6.3 Capacités humaines et institutionnelles

 Utiliser les technologies numériques pour dispenser des formations à l’acquisition de


compétences en santé, finances, entrepreneuriat et numériques.
 Permettre aux femmes et aux filles d’apprendre à utiliser les compétences numériques acquises
pour créer des innovations.
 Améliorer l’accès des gouvernements aux financements et mettre en œuvre des compétences en
formation numérique dans le cadre du programme d’enseignement national.
 Améliorer les efforts visant spécifiquement à établir des salles de classe paritaires.
 Équiper les femmes de compétences pour démarrer une entreprise ou pour devenir employables
dans le secteur des technologies et de l’innovation.
 Apporter un soutien financier aux femmes entrepreneures dans le secteur des technologies.
 Employer davantage de femmes pour développer des innovations tenant compte de la dimension
du genre.
 Équiper les communautés et les institutions d’une expertise et de ressources et assurer leur
leadership afin de former les femmes et les filles à l’acquisition de compétences pour la 4IR.
 Privilégier les formations numériques des femmes et des filles en tant qu’aspect central des
politiques nationales sur les services.

6.4 Droits et pouvoir d’action des personnes

 Privilégier la santé mentale des femmes, en plus de leur santé physique.

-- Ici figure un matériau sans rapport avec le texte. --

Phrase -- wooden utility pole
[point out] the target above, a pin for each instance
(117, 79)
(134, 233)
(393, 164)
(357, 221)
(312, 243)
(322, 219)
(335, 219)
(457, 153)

 Améliorer les compétences et les connaissances relativement aux lois existantes liées à
l’utilisation d’espaces en ligne.
 Créer un environnement de travail et des espaces publics sûrs pour les femmes et les filles.
 Impliquer la communauté pour améliorer la sécurité des femmes et des filles.
 Utiliser les compétences numériques pour créer des innovations qui améliorent les droits des
femmes à participer en ligne.
 Développer des outils numériques qui sont accessibles et pertinents pour les utilisatrices.
 Concevoir de nouvelles méthodes et approches en vue de fournir une identité juridique aux
groupes désavantagés de femmes et de filles.
 Établir la prestation de services publics numériques accessibles à toutes les femmes et les filles et
à tous les hommes et les garçons.
 Actualiser les lois et les politiques existantes pour tenir compte de tous les types de violences
facilitées par la technologie.

6.5 La sécurité numérique pour les femmes et les enfants


 Apporter un soutien psychosocial aux femmes et aux filles dont les droits en ligne ont été violés.
 Dispenser des formations aux praticiens juridiques et sécuritaires sur le traitement des affaires de
violence en ligne basée sur le genre.
 Améliorer les connaissances des femmes et des filles sur les compétences liées à la sécurité
numérique.
 Employer des approches numériques pour réduire les risques numériques.
 Renforcer les systèmes juridiques pour protéger pleinement les enfants et les femmes en ligne.

6.6 Coopération numérique régionale


 Renforcer les partenariats et les stratégies à l’échelle régionale pour résoudre les problèmes liés
au genre dans la transformation numérique.
 Donner aux agences nationales les moyens de mettre en œuvre les partenariats proposés.
 Mettre en œuvre des cadres de suivi et d’évaluation des projets.